Or the soul of twit, judging by the subject matter. My two fave recaps of dumbyass's speech last night, which I assiduously avoided, trying very hard to come down off a distressingly stressful MRI exam yesterday afternoon*. My body just could not take another threat to its well being, perceived or real:
[*MRIs suck. Well, I'm sure they're quite good at what they do (what do I know?), but I am not a fan of getting inside one. You know when you feel like you're going to suffocate and your heart starts to beat out of your chest and adrenalin is coursing through you so much that you cannot prevent yourself from shaking? Well, I don't, but that was me yesterday. Not.A.Fan.Of.The.MRI. Thanks to the nice nurse who held my hand for the duration. No thanks to my brain for not being able to override my instincts. Dang. No amount of intellectual understanding of the process, nor lack of fear about it, nor rational remove could overtake the decidedly superior (in this instance) fight-or-flight response. To sum up, it sucketh for those of us with even slight claustrophobia, but I was able to make it through the whole 45 minute ordeal via a highly motivated program of 1) stop it, wimp! 2) you don't want to pay for this twice, 3) singing the national anthem -- the only song I could remember! -- over and over, while 4) concentrating on one spot in the middle distance (eyes closed), and 5) trying to remember to breathe. I would much rather have had visualized my horseback ride along Ushuaia Bay, which I tried in vain to do, but I couldn't call any images up, not even of db!

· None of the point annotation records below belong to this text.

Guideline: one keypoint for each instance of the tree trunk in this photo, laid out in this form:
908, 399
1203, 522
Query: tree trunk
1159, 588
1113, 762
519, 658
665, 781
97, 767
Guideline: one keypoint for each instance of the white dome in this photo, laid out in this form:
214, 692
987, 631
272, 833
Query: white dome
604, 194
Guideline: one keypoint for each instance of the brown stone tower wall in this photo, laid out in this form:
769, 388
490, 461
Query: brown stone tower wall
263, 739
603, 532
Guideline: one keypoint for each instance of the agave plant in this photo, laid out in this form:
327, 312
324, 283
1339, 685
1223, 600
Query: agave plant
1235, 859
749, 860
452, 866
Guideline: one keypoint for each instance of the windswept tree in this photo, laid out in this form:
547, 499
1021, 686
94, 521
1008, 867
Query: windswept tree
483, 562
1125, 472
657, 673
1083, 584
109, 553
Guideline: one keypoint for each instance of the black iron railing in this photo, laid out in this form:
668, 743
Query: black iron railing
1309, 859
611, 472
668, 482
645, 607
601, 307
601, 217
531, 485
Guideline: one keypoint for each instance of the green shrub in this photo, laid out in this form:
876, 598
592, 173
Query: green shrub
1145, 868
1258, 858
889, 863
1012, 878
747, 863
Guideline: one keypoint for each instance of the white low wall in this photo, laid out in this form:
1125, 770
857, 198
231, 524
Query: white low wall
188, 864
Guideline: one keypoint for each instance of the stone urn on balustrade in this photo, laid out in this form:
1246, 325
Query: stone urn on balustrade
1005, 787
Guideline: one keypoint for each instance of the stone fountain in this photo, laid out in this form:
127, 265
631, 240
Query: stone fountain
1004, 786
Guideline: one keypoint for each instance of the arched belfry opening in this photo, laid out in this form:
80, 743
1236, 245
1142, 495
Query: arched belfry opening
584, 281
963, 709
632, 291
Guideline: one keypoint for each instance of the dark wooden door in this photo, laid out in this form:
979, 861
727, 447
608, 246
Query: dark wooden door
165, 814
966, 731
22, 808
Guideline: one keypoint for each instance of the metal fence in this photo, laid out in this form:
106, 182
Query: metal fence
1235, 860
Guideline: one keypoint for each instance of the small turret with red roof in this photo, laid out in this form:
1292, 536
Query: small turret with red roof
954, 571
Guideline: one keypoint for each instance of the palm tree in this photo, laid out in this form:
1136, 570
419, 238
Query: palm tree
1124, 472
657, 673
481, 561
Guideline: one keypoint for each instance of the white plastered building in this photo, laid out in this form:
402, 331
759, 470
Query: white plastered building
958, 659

Having had this experience, and you'll please forgive the empathetic leap I am about to make, I feel even more saddened about (and frightened for) the victims of torture. I am not comparing the experiences, obviously, but I am saying that my body was in distress and in a state I could not control, and if anyone had made me feel that way on purpose in a different context, I would have considered it a significant violation. I do not suffer from panic disorder or anxiety attacks, which is a bleeding wonder considering the atrocious news we hear on a daily basis, but I had to talk myself through breathing (!), try to override the all-body shakes, and to wonder at the end if the stress was going to make me have a heart attack when I felt a constriction and pressure in my chest and a pain down my left arm. This is not normal, and this is happening in hospital conditions. What if this were happening in medically-supervised, non-hospital, "detention center" conditions, which is to say what if people were frightening other people like this on purpose? What if they knew someone were claustrophobic, say, or afraid of the dark or of dogs, and then they manipulated that person's environment to play against these fears, and what if they did it again and again? I dare say that people could not last very long under that amount of strain without considerable damage to mental and physical well being. I was spent after an hour of it, knowing I was ostensibly safe and could stop at any time.]